Mariupol Resident Describes Escape From City by Sea

WDmitry Yurin stood just 100 feet from the Donetsk Regional Drama Theater. He was getting ready for his 31st Birthday at home, with his mother, when Russian forces struck. It was so strong that the explosion threw them off of their feet.

“I heard screams,” he says. “I came closer, and then I saw with my own eyes around 200 dead people.”

The Associated Press reports that more than 1,300 persons, including children and women, had taken refuge at the theater after it was attacked in March 16th. Yurin was shaken after she helped pull children and women out of the rubble. The Russian army had been occupying the city for several weeks. Thousands of residents were left without running water, electricity, or food. This was different. “I looked at my hands. They were fully covered in blood,” he says.

In that instant, he made a decision to flee Mariupol. “I did not want to stay,” he says,“I did not want to die.”

Continue reading: Mariupol: More than 5000 Civilians Killed, Mayor Says

Russia controlled the main roads into and out of the city and prevented aid and humanitarian routes from being opened to civilians fleeing heavy fighting between Russian and Ukrainian forces. A keen fisherman, Yurin knew the area of Mariupol’s port well. His best option was to leave the Southeast Ukrainian capital by sea. “I crossed myself and jumped into the water.” His mother wouldn’t be able to make the journey, and didn’t want to leave their home behind.

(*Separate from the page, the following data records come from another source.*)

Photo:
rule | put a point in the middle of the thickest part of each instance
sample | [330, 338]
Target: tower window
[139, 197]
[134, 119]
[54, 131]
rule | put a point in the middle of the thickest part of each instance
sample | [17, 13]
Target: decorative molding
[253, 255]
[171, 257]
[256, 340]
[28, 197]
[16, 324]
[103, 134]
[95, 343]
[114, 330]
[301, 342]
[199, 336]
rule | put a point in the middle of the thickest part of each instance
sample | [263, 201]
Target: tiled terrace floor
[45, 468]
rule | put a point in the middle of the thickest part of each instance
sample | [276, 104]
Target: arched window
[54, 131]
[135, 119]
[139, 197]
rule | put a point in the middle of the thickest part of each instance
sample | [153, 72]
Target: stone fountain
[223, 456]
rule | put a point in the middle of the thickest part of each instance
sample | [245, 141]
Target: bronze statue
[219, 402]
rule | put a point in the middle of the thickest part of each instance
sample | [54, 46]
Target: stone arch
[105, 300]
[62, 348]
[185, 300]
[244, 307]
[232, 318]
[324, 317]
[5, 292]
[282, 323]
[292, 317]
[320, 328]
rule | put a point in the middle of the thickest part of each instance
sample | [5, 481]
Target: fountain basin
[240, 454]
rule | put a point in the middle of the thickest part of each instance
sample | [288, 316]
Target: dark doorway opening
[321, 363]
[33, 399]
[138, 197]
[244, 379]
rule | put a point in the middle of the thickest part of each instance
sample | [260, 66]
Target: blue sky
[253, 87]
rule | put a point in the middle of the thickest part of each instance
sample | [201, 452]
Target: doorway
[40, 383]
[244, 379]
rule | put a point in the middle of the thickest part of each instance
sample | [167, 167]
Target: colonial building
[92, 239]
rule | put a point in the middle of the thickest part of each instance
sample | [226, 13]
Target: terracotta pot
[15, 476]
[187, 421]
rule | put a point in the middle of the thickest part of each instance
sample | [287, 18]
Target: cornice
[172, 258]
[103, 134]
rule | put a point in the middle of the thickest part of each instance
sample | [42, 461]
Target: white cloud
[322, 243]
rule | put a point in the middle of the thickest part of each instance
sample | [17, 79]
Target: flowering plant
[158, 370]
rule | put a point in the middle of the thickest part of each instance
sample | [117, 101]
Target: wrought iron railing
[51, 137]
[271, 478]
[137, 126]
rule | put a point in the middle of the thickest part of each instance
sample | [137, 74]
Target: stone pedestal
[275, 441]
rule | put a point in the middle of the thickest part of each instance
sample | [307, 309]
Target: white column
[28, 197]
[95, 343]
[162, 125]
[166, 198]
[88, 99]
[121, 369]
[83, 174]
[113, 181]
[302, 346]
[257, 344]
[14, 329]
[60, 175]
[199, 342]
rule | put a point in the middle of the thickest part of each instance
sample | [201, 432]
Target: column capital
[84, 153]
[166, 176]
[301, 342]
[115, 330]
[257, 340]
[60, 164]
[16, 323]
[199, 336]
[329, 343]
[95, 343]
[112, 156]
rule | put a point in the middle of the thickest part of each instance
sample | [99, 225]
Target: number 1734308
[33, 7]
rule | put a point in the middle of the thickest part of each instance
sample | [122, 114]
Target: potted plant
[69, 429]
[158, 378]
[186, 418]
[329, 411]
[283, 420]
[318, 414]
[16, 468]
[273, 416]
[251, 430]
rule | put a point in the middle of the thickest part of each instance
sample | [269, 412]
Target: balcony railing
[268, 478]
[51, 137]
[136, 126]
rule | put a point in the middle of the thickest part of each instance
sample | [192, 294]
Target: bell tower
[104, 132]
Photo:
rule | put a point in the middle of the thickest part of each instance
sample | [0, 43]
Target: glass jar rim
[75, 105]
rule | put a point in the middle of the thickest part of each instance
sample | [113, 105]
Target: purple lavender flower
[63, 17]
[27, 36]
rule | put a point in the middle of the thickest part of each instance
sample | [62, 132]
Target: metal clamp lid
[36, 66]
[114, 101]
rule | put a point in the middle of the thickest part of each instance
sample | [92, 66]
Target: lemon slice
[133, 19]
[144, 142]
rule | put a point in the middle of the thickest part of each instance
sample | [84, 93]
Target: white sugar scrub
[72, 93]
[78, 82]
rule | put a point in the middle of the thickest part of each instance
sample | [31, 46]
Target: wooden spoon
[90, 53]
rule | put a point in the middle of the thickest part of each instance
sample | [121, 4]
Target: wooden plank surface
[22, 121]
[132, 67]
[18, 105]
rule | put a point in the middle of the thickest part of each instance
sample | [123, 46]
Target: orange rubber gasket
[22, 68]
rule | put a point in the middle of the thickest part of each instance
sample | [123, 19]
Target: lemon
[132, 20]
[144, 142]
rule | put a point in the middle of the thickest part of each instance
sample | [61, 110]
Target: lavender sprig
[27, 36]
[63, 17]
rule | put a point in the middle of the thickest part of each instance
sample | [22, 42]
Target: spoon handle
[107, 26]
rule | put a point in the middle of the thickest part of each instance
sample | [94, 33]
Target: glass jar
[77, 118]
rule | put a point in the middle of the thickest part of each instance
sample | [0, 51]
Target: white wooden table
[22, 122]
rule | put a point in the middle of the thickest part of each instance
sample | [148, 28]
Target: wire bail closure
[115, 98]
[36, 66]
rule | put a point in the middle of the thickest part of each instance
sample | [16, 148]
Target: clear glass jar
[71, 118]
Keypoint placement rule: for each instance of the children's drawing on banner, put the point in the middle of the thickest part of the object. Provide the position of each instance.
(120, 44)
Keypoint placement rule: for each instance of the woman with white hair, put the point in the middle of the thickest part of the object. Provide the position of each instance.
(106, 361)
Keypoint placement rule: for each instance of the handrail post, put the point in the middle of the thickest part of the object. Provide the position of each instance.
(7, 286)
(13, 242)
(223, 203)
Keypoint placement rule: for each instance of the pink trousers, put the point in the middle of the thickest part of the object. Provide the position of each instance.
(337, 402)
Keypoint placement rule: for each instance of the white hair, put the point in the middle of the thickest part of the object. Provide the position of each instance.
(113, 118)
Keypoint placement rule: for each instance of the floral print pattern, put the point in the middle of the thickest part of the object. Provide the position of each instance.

Yurin was buoyed with a few plastic containers and he swam in freezing temperatures along Mariupol’s coast. Yurin started from Pishchanka Beach then headed west, until he arrived at Melekyne. He was concerned that freezing temperatures would cause his muscles to cramp so he tied safety pins around the neck of his neck in order to puncture his legs.

He swam for 3 hours and then stumbled out onto the water. A woman gave him tea while a man took him to Berdyansk. This city was also under Russian control. He made his way towards Western Ukraine.

Continue reading: Last Ukrainian Defenders of Mariupol Reject Russian Offer to Surrender and ‘Keep Their Lives’

With no phone or documents with him, Yurin is now in Lviv, not sure of what’s next. Yurin continues to have trouble remembering what he witnessed in Mariupol. “I don’t sleep more than an hour and a half per night,” he said in an interview in early April over Zoom. His mother is the one he worries about. “Before I left, I told her, ‘I am going to try to take you out of there,’” he says. He still hopes he’ll be able to.

Ukrainian forces continued to battle in the besieged capital as of Wednesday. According to estimates, around 100,000 people still live in the city’s encircled area and hope to be able to flee.